2. You will find the following anomalies:
The ceph-fuse process has abnormal exit, and there is an Uninterruptible Sleep mount process,just like the following:
root@***:~# ps -aux | grep mount
root 271493 0.0 0.0 26484 1252 ? D Jun28 0:00 mount -i -o remount mountpoint
The ceph-fuse abnormal exit logs as bellow:
7fe99f769680 0 pidfile_write: ignore empty --pid-file
7fe99f769680 -1 init, newargv = 0x5583ca2243a0 newargc=9
7fe9952d3700 1 client.63156060 handle_mds_map epoch 29934
7fe999adc700 -1 received signal: Hangup pid: 1062451 from PID: 1062486 task name: killall -q -1 ceph-fuse UID: 0
7fe9912cb700 1 client.63156060 using remount_cb
7fe990aca700 -1 fuse_ll: do_init: safe_write failed with error (32) Broken pipe
7fe990aca700 -1 fuse_ll: do_init: safe_write failed with error (32) Broken pipe
7fe990aca700 -1 *** Caught signal (Aborted) **
in thread 7fe990aca700 thread_name:ceph-fuse
1: (()+0x6ddf14) [0x5583c1086f14]
2: (()+0x110e0) [0x7fe99d7fb0e0]
3: (gsignal()+0xcf) [0x7fe99c5affff]
4: (abort()+0x16a) [0x7fe99c5b142a]
5: (()+0x1ed03b) [0x5583c0b9603b]
6: (()+0x1536c) [0x7fe99f0c736c]
7: (()+0x165a1) [0x7fe99f0c85a1]
8: (()+0x12d48) [0x7fe99f0c4d48]
9: (()+0x74a4) [0x7fe99d7f14a4]
10: (clone()+0x3f) [0x7fe99c665d0f]
NOTE: a copy of the executable, or `objdump -rdS <executable>` is needed to interpret this.
3. The reason
The SIGHUP signal handlers are not registered in parent ceph-fuse process.
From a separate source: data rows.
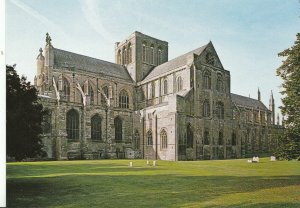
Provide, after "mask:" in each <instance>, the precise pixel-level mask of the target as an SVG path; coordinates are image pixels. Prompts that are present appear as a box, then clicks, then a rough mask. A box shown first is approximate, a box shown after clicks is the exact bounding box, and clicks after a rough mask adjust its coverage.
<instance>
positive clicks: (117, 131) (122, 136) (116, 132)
mask: <svg viewBox="0 0 300 208" xmlns="http://www.w3.org/2000/svg"><path fill="white" fill-rule="evenodd" d="M114 125H115V141H116V143H121V142H122V140H123V139H122V138H123V136H122V135H123V131H122V120H121V118H120V117H119V116H117V117H116V118H115V119H114Z"/></svg>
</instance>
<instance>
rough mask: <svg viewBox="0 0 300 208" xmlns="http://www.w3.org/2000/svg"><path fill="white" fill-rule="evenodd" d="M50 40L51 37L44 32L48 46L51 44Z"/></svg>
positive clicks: (49, 45) (50, 39)
mask: <svg viewBox="0 0 300 208" xmlns="http://www.w3.org/2000/svg"><path fill="white" fill-rule="evenodd" d="M51 40H52V39H51V37H50V35H49V33H46V44H47V45H49V46H52V44H51Z"/></svg>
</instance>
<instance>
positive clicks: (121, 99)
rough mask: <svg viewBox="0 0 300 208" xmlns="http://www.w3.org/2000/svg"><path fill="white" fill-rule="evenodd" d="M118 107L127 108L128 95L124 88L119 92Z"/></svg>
mask: <svg viewBox="0 0 300 208" xmlns="http://www.w3.org/2000/svg"><path fill="white" fill-rule="evenodd" d="M119 108H129V96H128V93H127V91H126V90H122V91H121V92H120V94H119Z"/></svg>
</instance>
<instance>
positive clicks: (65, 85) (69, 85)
mask: <svg viewBox="0 0 300 208" xmlns="http://www.w3.org/2000/svg"><path fill="white" fill-rule="evenodd" d="M61 97H62V99H63V100H65V101H69V100H70V83H69V81H68V80H67V79H66V78H65V77H63V85H62V96H61Z"/></svg>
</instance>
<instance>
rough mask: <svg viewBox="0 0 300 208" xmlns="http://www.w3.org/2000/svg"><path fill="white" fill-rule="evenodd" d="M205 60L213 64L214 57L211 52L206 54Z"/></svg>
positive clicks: (210, 63)
mask: <svg viewBox="0 0 300 208" xmlns="http://www.w3.org/2000/svg"><path fill="white" fill-rule="evenodd" d="M205 61H206V63H207V64H210V65H215V58H214V56H213V55H212V54H211V53H207V54H206V56H205Z"/></svg>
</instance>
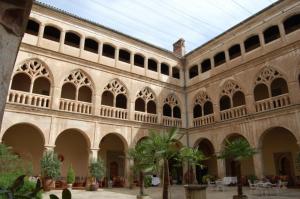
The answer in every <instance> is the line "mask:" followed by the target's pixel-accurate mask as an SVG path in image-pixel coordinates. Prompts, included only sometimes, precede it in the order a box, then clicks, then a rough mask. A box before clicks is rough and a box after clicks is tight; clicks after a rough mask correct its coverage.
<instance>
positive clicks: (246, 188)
mask: <svg viewBox="0 0 300 199" xmlns="http://www.w3.org/2000/svg"><path fill="white" fill-rule="evenodd" d="M145 192H146V193H147V194H148V195H149V196H150V197H151V198H152V199H161V194H162V189H161V187H151V188H147V189H146V190H145ZM51 193H55V194H57V195H58V196H60V195H61V191H58V190H56V191H52V192H51ZM137 193H138V188H135V189H126V188H113V189H99V190H98V191H96V192H90V191H83V190H72V196H73V197H72V199H83V198H88V199H101V198H103V199H135V198H136V194H137ZM244 193H245V194H246V195H247V196H248V199H300V189H288V190H286V191H284V192H282V193H279V194H278V195H274V194H273V195H268V196H259V195H257V194H255V193H253V192H251V191H250V190H249V189H248V188H247V187H246V188H244ZM49 194H50V193H46V194H44V195H43V198H49ZM234 194H236V188H235V187H228V188H226V190H225V191H213V190H208V191H207V199H231V198H232V196H233V195H234ZM170 199H185V196H184V188H183V186H172V187H171V189H170Z"/></svg>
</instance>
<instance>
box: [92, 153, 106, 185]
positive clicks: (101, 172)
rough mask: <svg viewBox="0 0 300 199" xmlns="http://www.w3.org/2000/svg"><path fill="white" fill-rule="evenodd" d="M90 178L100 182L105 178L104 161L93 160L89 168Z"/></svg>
mask: <svg viewBox="0 0 300 199" xmlns="http://www.w3.org/2000/svg"><path fill="white" fill-rule="evenodd" d="M89 172H90V176H91V177H92V178H93V179H94V181H95V180H100V179H101V178H102V177H103V176H104V172H105V167H104V163H103V160H102V159H101V158H99V159H98V160H92V161H91V163H90V166H89Z"/></svg>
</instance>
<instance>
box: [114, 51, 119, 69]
mask: <svg viewBox="0 0 300 199" xmlns="http://www.w3.org/2000/svg"><path fill="white" fill-rule="evenodd" d="M119 52H120V49H119V48H118V47H117V48H116V49H115V67H117V64H118V60H119Z"/></svg>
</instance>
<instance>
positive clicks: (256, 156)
mask: <svg viewBox="0 0 300 199" xmlns="http://www.w3.org/2000/svg"><path fill="white" fill-rule="evenodd" d="M253 164H254V172H255V175H256V177H258V178H260V179H261V178H262V177H263V175H264V172H263V159H262V154H261V152H259V153H257V154H255V155H254V156H253Z"/></svg>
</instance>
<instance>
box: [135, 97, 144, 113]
mask: <svg viewBox="0 0 300 199" xmlns="http://www.w3.org/2000/svg"><path fill="white" fill-rule="evenodd" d="M145 106H146V105H145V101H144V100H143V99H142V98H137V99H136V100H135V110H136V111H141V112H145Z"/></svg>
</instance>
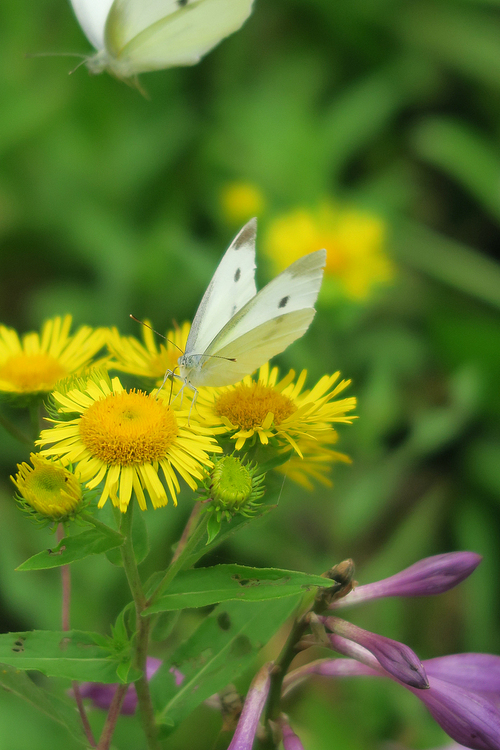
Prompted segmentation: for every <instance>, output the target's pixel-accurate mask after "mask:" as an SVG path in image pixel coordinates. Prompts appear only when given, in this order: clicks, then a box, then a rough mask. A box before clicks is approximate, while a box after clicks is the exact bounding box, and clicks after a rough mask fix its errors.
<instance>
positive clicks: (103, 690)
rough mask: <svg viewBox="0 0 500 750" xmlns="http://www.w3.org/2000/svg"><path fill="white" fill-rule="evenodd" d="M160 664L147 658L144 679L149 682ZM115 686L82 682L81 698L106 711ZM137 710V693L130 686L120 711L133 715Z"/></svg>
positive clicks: (132, 684) (109, 703) (158, 659)
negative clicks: (145, 673)
mask: <svg viewBox="0 0 500 750" xmlns="http://www.w3.org/2000/svg"><path fill="white" fill-rule="evenodd" d="M160 664H161V661H160V659H155V658H153V657H152V656H148V658H147V661H146V678H147V680H148V681H149V680H150V679H151V677H152V676H153V675H154V673H155V672H156V670H157V669H158V668H159V666H160ZM117 687H118V685H117V684H114V685H113V684H110V685H105V684H103V683H101V682H82V684H81V685H80V686H79V690H80V695H81V696H82V698H90V699H91V701H92V703H93V704H94V706H95V707H96V708H102V709H104V710H105V711H107V710H108V709H109V707H110V705H111V701H112V700H113V696H114V694H115V692H116V688H117ZM136 708H137V693H136V692H135V687H134V685H133V684H132V685H130V686H129V688H128V690H127V692H126V693H125V698H124V699H123V703H122V706H121V709H120V713H121V714H133V713H135V709H136Z"/></svg>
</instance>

more detailed explanation is as follows:
In the process of starting the ceph-fuse,if system just calls the logratote("killall -q -1 ceph-fuse ..") before the function of safe_read_exact in parent ceph-fuse process is complete,
it will cause the parent ceph-fuse process abnormal exit because of the parent process don't handle the SIGHUP signal,then it will lead to the child ceph-fuse process assert because of the function call of safe_write in do_init,then it will lead the system call of "mount -i -o remount" in remount_cb become Uninterruptible Sleep process.
4.solution
Register the SIGHUP signal handlers in parent ceph-fuse process.